Anton Arensky (1861-1906)
Anton Arensky was born to a musical family—his father was a doctor and amateur cellist, and his mother a pianist. He began to study piano at the age of six, and to compose at nine. Arensky continued his studies at the St. Petersburg Conservatory, where Nikolai Rimsky-Korsakov was his primary instructor. Immediately after he graduated cum laude in 1882, he was invited to teach harmony and counterpoint at the Moscow Conservatory. His pupils there included Rachmaninoff, Grechaninov, Skryabin and Glière, and two of his colleagues were Tchaikovsky and Taneyev. In 1895, Arensky replaced Mily Balakirev as the director of the Imperial Chapel in Saint Petersburg. His life became disrupted by addictions to gambling and alcohol after his resignation from that post in 1901. He died of tuberculosis in February of 1906.

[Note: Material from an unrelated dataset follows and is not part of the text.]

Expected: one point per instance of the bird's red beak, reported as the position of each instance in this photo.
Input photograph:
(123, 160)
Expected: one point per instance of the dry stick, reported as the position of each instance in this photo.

Arensky composed two symphonies, several operas, ballets, numerous compositions for solo piano, orchestral works and liturgical compositions. His works include eighty art-songs and duets. They are distinguished by flowing vocal lines and rather emotional, often sentimental, lyricism. His musical language was not particularly original, yet his vocal compositions are very appealing because of their simplicity of expression and honest heartfelt lyricism.